I, too, picked up on those details that turn up occasionally throughout the one hour 47 minutes that the film runs.
But they indicate only that Martha has lesbian tendencies. She may have fallen in love with a man at some point before the story begins. We don't know that because she has nobody with whom she can discuss her feelings, either current ones or from long ago.
We never get any clue that Karen reciprocates Martha's feelings or that Karen ever feels mannish or inordinately interested in another woman's beauty or personality. We do get many indications that Karen loves Joe. IMHO, the producers cast James Garner because many actresses and female moviegoers found him very handsome, and what woman can resist him?
"There was barely any resistance from Karen after Martha's confession ..." ??
During the last conversation between the teachers, Karen has important things to say, and showing resistance isn't on her agenda. Her agenda is to remind Martha, who is clearly upset, that Mary is a vengeful child who told her grandmother what she told her grandmother in order to hurt both of them (Karen and Martha), not to expose any truth about unnatural sex.
Karen feels it is important to point out to Martha that Mary concocted any nasty story she could have imagined for the purpose of hurting them. The fictitious story was not meant to preach against unnatural sexual feelings. It was an act of revenge by a child.
Had Mary been a better student and had she learned anything from reading books at school, she could just as easily have manufactured a story about Martha being an undercover spy for the Nazis. (Nazi Germany was a current issue when Lillian Hellman wrote the original stage version of The Children's Hour. She later wrote an entire play about undercover Nazis.)
Mary can't read Martha's mind. Is Mary present during the scene early in the movie where Martha becomes sentimental and remembers the first time she ever saw the beautiful Karen?
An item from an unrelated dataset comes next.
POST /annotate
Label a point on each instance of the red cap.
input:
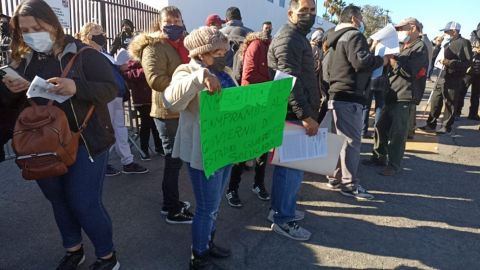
(214, 19)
No, Mary isn't there. She doesn't have any CIA listening devices hidden in the room. The only information Mary learns through eavesdropping is that Martha's aunt thinks Martha always has been obsessed with Karen, and she doesn't want Karen to marry Joe. That's it. That could mean Martha doesn't have enough confidence to look for a boyfriend of her own. In that era, many female teachers at boarding schools in small towns had very little contact with eligible bachelors. Without practicing their flirting for many years, they lost confidence, then they realized too late that they were too old to attract the kind of men they felt comfortable with.
Karen is focusing on reminding Martha that Mary's behavior was an act of revenge, not a sermon that her grandmother approved of.